Wind Tunnel Tested

When engineers sat down to consider aerodynamic testing for the new Tacoma Narrows Bridge, they had one goal, says Bechtel’s David Climie, who manages superstructure and steel for the project. “We wanted to make absolutely certain it was nothing like Galloping Gertie.”


 
From the day it opened in July 1940, the first bridge across Tacoma Narrows was a disaster waiting to happen. Its roadway rolled and undulated noticeably in the wind, leading locals to nickname it Galloping Gertie. As word spread about the quirky bridge, people came from all over the Seattle area to cross it, watching cars in front of them vanish and reappear as the road heaved up and down.

Barely four months after opening, Gertie collapsed in a 65-kilometer-per-hour windstorm. The event was immortalized in a grainy black and white newsreel showing the bridge twisting, buckling, tearing apart, and finally sinking in Puget Sound. The film made Gertie famous around the world, but it also showed engineers how not to build a bridge. The lessons learned from the death of Gertie helped make bridges safer.
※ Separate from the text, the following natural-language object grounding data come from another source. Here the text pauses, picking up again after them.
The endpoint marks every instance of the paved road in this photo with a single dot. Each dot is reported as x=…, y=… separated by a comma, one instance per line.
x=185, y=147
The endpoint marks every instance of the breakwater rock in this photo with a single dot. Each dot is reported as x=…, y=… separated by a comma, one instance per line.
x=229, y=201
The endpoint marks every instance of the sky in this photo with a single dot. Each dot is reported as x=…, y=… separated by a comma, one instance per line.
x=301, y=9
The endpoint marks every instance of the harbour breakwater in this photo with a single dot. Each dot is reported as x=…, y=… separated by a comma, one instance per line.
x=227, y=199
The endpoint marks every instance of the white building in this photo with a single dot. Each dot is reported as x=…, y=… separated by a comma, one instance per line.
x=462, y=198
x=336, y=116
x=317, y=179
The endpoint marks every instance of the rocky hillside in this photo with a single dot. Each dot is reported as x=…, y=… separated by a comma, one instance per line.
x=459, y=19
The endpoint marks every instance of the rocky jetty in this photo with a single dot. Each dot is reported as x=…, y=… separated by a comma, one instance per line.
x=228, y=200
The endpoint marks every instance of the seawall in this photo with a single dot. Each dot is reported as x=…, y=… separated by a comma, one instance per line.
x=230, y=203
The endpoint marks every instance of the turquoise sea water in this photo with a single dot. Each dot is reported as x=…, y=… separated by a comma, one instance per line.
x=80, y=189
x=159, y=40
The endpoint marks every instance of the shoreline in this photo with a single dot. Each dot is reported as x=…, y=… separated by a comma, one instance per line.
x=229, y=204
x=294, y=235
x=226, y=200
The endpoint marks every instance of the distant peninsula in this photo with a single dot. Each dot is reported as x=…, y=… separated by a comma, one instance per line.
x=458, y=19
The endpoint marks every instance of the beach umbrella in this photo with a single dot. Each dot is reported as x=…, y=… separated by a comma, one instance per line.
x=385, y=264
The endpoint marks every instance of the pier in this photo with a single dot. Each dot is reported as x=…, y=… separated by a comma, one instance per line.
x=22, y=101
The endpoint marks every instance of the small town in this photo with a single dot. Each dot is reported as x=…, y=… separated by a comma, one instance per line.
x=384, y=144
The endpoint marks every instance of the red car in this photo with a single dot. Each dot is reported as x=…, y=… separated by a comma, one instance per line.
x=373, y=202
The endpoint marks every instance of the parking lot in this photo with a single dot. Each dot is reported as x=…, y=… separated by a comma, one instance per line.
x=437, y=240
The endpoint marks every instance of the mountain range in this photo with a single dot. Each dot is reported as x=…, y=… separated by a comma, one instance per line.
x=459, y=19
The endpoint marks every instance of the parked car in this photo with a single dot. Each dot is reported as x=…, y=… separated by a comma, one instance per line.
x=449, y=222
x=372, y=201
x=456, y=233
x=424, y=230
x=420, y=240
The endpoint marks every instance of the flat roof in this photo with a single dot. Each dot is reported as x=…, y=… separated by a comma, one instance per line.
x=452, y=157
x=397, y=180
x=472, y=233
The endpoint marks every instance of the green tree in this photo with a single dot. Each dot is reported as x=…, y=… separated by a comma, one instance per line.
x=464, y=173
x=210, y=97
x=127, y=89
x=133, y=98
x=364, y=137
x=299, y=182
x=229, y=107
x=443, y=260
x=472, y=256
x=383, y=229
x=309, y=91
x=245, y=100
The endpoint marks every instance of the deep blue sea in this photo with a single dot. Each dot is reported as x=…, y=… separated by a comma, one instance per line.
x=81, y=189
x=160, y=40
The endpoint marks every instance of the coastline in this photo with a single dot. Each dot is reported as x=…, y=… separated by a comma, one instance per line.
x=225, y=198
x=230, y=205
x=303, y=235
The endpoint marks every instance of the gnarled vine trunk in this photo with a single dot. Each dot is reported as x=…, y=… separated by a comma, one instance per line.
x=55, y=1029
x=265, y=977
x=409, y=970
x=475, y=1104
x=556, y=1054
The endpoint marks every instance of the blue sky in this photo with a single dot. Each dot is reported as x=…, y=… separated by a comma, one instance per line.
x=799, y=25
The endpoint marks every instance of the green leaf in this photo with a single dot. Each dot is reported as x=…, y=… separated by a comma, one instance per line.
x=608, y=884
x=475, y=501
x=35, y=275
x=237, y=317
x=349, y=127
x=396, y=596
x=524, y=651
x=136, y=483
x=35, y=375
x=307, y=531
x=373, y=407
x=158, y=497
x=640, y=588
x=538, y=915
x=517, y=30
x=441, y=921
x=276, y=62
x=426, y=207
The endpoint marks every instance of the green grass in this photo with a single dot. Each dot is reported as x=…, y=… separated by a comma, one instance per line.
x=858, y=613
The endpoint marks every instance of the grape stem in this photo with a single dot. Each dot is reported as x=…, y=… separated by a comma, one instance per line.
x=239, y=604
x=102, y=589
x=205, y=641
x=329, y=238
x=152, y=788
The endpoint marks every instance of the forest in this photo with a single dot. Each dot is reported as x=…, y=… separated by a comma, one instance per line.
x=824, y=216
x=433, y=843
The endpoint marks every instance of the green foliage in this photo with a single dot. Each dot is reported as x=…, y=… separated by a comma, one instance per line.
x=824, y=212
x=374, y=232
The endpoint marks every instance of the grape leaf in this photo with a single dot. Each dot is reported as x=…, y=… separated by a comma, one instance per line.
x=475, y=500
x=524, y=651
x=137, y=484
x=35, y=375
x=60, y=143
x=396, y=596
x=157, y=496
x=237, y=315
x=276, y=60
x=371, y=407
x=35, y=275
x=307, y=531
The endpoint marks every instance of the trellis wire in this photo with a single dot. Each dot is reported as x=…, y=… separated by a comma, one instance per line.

“The entire engineering community learned about issues related to poor aerodynamic performance,” says Manuel Rondón, Bechtel’s project manager for the Tacoma Narrows project. “Designing for wind loads is something we take for granted today.”

The big difference now is that before a suspension bridge is built, a scale model of it is subjected to tortuous wind- tunnel testing to make sure it can withstand any potential gale while several computer simulated conditions are modeled. In the Tacoma area, the prevailing winds blow south to north—perpendicular to the bridge. To test their design for the new Tacoma Narrows Bridge, engineers built a 9-meter-long model and sent it to one of the largest wind tunnels in the world, operated by RWDI in Ottawa, Canada.

Over the course of three months, the model was repeatedly tested at winds of more than 160 kilometers per hour—the highest that could be expected in the Tacoma Narrows for a thousand years. The model stood strong. “We had been prepared to make some changes if there was a problem, but the first design turned out to be good,” says Climie.

Wind wasn’t the only consideration. “This particular location required extensive analysis,” says Rondón. “We had to determine how two side-by-side bridges would interact in the presence of water currents as well as wind.”